Depuis 2019, la DGCCRF* effectue des contrôles sur la thématique des nanomatériaux, décriés comme pouvant potentiellement pénétrer la barrière cutanée. Ces contrôles, qui se sont intensifiés en 2020 et 2021, ciblent aujourd’hui les produits solaires formulés à partir de filtres minéraux.
Malgré le fait qu’aucune technique d’analyse de référence pour la mesure de la taille des particules ne soit imposée par la règlementation européenne, la DGCCRF s’appuie principalement sur la technique MEB (microscopie électronique à balayage) pour analyser les produits finis concernés. Cette technique, utilisée seulement en France, modifie avant mesure l’état réel des écrans minéraux : elle fait subir aux formules des traitements violents à base de solvants et d’ultrasons, qui cassent la structure externe des particules (agrégat, enrobage), et ne mesure que la plus petite dimension des particules primaires. Or, dans la formule définitive d’un solaire appliqué sur la peau, les écrans minéraux ne sont pas individualisés ; ils sont agglomérés et enrobés pour former de gros amas solides. Ils sont indestructibles en condition normale d’utilisation d’un produit solaire. Ainsi, cette technique de mesure engendre des résultats qui impactent directement le statut réglementaire des substances analysées : les filtres considérés auparavant comme "non nano" doivent désormais être étiquetés "nano". Pour autant, ils ne pénètrent pas dans la peau et ne présentent, par conséquent, aucun danger pour la santé.

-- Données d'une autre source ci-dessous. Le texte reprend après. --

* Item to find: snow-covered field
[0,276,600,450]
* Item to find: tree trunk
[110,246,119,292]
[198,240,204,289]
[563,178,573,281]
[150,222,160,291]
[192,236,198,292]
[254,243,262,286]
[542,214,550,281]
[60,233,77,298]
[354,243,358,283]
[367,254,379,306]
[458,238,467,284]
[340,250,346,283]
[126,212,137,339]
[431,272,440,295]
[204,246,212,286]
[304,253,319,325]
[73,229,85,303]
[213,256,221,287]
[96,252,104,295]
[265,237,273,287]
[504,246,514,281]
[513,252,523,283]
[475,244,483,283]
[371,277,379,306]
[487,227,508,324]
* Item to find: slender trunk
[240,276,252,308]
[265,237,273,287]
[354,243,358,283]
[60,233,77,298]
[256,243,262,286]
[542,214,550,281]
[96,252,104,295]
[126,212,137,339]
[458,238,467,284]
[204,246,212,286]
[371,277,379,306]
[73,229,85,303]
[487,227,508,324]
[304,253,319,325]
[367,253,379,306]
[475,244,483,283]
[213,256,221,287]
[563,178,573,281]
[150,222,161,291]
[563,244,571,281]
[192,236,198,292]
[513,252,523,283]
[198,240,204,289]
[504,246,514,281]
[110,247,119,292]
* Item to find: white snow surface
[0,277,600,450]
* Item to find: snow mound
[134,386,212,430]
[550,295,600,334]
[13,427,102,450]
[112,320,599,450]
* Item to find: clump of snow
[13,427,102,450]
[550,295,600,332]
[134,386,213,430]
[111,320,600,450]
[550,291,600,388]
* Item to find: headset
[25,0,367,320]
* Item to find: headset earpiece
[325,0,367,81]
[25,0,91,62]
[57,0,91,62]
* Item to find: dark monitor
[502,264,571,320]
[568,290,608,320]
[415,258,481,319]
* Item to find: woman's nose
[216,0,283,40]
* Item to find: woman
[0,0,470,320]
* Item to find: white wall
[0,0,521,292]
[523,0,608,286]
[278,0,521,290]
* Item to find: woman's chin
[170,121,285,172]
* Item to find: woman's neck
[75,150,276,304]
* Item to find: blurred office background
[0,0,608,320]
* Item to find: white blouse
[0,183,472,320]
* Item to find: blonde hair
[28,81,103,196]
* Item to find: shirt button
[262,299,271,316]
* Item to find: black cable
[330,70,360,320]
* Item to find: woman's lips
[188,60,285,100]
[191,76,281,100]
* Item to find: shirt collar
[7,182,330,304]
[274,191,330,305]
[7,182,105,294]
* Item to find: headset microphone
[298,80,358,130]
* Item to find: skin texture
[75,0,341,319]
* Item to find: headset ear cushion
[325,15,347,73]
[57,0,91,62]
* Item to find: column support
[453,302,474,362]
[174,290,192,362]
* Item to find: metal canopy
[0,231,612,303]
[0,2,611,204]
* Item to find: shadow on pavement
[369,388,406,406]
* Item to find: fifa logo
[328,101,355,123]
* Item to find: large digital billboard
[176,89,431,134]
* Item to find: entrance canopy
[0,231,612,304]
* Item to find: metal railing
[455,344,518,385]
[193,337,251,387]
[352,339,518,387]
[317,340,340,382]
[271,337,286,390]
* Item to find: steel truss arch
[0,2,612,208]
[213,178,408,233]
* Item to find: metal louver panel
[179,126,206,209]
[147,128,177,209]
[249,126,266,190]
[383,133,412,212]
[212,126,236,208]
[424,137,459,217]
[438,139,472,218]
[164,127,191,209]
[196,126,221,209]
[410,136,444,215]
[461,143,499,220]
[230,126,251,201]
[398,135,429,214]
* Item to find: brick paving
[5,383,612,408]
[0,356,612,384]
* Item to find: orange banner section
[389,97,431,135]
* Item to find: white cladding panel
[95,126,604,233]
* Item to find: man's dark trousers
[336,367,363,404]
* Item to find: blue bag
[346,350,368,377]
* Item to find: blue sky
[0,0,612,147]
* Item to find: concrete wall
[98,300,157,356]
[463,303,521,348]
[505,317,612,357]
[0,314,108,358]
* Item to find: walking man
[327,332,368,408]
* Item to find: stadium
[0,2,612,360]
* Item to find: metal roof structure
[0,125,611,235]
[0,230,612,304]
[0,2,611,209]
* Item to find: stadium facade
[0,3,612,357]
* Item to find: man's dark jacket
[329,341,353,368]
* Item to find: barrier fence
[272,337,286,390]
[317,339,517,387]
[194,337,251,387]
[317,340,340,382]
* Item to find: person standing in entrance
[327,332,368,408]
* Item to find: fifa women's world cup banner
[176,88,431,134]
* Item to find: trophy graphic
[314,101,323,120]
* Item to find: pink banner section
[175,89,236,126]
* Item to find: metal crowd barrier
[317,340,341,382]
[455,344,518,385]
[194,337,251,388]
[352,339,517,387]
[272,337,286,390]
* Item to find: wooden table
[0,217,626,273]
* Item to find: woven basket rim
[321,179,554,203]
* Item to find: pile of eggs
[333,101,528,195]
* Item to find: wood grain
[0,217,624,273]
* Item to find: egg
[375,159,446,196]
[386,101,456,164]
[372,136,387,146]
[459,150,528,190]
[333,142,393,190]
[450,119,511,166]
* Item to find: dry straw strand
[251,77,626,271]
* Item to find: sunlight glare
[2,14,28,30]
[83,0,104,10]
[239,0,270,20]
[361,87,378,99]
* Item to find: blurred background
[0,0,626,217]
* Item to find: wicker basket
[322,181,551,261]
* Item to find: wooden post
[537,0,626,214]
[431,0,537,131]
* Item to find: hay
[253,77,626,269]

La conséquence ? Nous avons décidé de suivre les orientations de la DGCCRF et d’effectuer des modifications au niveau de nos listes d’ingrédients présentes sur les packagings de nos solaires à compter du 1er janvier 2022. Nos formules demeurent inchangées. Cette nouvelle mention ne change strictement rien à l’innocuité et à la sécurité apportées par nos solaires certifiés BIO, qui ne pénètrent pas la peau. Cette mention [NANO] concerne tous les solaires minéraux certifiés BIO et devrait donc être présente sur l’intégralité des protections solaires BIO. Les solaires BIO sont les seuls à garantir aux consommateurs des produits sûrs, efficaces et d’origine naturelle.

Ce qu’il faut retenir…

  • Les filtres minéraux des crèmes solaires certifiées bio sont aussi efficaces que les filtres synthétiques pour protéger la peau des UVA et des UVB.
  • Les filtres minéraux ne pénètrent pas la peau, il n’y a aucun risque de passage dans l’organisme.
  • Les formules de nos produits restent inchangées, mais la mention [NANO] apparait dans la liste des ingrédients car les techniques de mesure des organismes de contrôle ont changées.

*DGCCRF: Direction Générale de la Consommation, de la Concurrence et de la Répression des Fraudes.

1Effect of Sunscreen Application Under Maximal Use Conditions on Plasma Concentration of Sunscreen Active Ingredients. Murali K. Matta ; Robbert Zusterzeel ; Nageswara R. Pilli ; et al.